Took most of December as a break for family, holidays and work. Started January back at editing Anima of Andrus. It’s coming along smoothly. Project creep is a real thing.

Our group has been playing Tiny Dungeon 2e from Gallant Knight Games for about a year now. We’ve noticed, from our perspective, that there were some rough spots. We had to choose whether to stick with TinyD6, shoehorning mechanics in to fill gaps, or shift gears and write our own core mechanics to address the various issues.

We have generated a 12-15 page core rule system that handles much of the fundamentals in similar fashion to TD6. We decided to take it further when it came to character professions and the associated skills/talents/traits. What are the differences you might be asking.

There are definitely expansions on the core mechanics but we’re working to make sure there isn’t an “I Win” character build or mechanic.

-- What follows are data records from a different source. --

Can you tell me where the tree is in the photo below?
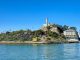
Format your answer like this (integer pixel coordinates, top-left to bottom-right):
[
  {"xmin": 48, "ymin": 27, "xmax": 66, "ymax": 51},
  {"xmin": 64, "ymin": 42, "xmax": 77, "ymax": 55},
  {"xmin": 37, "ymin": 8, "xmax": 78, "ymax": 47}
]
[
  {"xmin": 70, "ymin": 27, "xmax": 77, "ymax": 30},
  {"xmin": 63, "ymin": 25, "xmax": 69, "ymax": 31}
]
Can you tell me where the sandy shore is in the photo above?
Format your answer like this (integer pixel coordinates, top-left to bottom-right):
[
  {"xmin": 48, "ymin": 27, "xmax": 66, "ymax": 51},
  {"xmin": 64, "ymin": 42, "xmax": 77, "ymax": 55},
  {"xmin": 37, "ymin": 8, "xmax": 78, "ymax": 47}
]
[{"xmin": 0, "ymin": 41, "xmax": 50, "ymax": 44}]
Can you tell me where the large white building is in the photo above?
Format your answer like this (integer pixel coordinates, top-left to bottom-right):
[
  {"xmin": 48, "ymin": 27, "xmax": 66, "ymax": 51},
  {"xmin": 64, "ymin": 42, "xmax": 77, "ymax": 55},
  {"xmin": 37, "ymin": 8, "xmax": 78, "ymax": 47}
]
[
  {"xmin": 63, "ymin": 29, "xmax": 79, "ymax": 41},
  {"xmin": 41, "ymin": 18, "xmax": 59, "ymax": 33}
]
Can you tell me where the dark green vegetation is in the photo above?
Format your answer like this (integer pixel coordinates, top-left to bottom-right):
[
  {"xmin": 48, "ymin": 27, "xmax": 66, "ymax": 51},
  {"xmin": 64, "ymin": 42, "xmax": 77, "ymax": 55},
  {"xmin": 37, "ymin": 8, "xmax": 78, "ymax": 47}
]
[{"xmin": 0, "ymin": 24, "xmax": 76, "ymax": 42}]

Much of the changes involve things we were missing from AD&D but simplified for faster play. We’re going to start play testing the new mechanics in March.

Refinement and Expansion (a bit more crunch)

No fear, it’s still based on up to 3d6. Roll Difficulty is still base 5 sliding up or down by 1 based on circumstances and GM call. We’re experimenting with each success on an attack roll being 1 point of damage. At our last session it was pointed out that health would need to be increased to avoid one or two shot kills.

We embraced the idea of weapon groups and expanded on them similar to 2nd Ed AD&D’s Fighter’s Handbook. You can still specialize in a weapon from the one group with which your are Proficient but only Warrior Archetypes are provided Specialization at generation. We also created a Combat Style Talent modeled after those in the same Fighter’s Handbook but tailored to our system. Anyone can take a Style but Warriors gain Proficiency with one at generation.

Heritages still establish health, suggest up to three weapon groups appropriate to the culture and grant a Talent Proficiency.

Archetypes grant another starting Talent Proficiency and some associated, role-specific abilities to make it clearer for players. The three Archetypes at the moment are Warrior, Mystic and Trickster. Beneath those can be more specific designations. Mystics, for instance, break into Arcanist (wizard-ish), Maje (sorcerer-ish), Mender (cleric-like) and Warden (druid-like) each with their own method of casting spells and specialties.

You may notice we’re referring to what used to be Traits as Talents. We decided to scale these with Untrained, Proficient and Specialized. Any character can use a General Talent untrained by rolling 1d6. Characters trained in a Talent usually get another d6 and specialization usually grants another d6. Each stage of a Talent focuses the usage allowing a player to become very good at a few things. Each step of a Talent can also provide things other than dice or in addition to dice.

Characters can have up to 8 Talents (including Heritage and Archetype). Talents granted by a Heritage or Archetype cannot be retrained. Players can eventually use experience to buy one more Archetype to diversify a character or specialize in a Talent the character already knows. We’ve setup XP so that, at the end of each session, a character could specialize in a Talent or save the points to purchase other things.

We’ve currently designated talents as either General or Mystic. Mystic Talents are obviously limited to the Mystic Archetype meaning a Warrior wanting to cast spells will have to cross train into a Mystic Archetype. We’re pondering Martial or Warrior Talents but most of those are better as General, thus the Weapon Spec and Style Prof for starting warriors.

We’re designing spell casters with a little more focus. We don’t want to draft exhaustive spell lists like D&D, believing that players can imagine better themed spells based on a still loose casting influence. Arcanists will have Schools. Maje will have Spheres and Wardens will likely have nature focused Spheres (plant, animal, weather) depending on their play style.

The Andrus setting overall is also progressing, if at a slower pace, because the mechanics have slowed us down. I’m dividing time between magic and Anima at the moment. I wrote a lengthy dissertation on Dragons the other day for some reason. Just when you think you’ve wrapped a topic, inspiration hits.

Anima of Andrus will be the first source book released under our new mechanics. It should be easy to convert to TD6 for those interested in expanding their Heritages. I may even swing around and create a ‘TD6 compatible’ version for DTRPG if there’s still interest. I apologize, no ETA yet.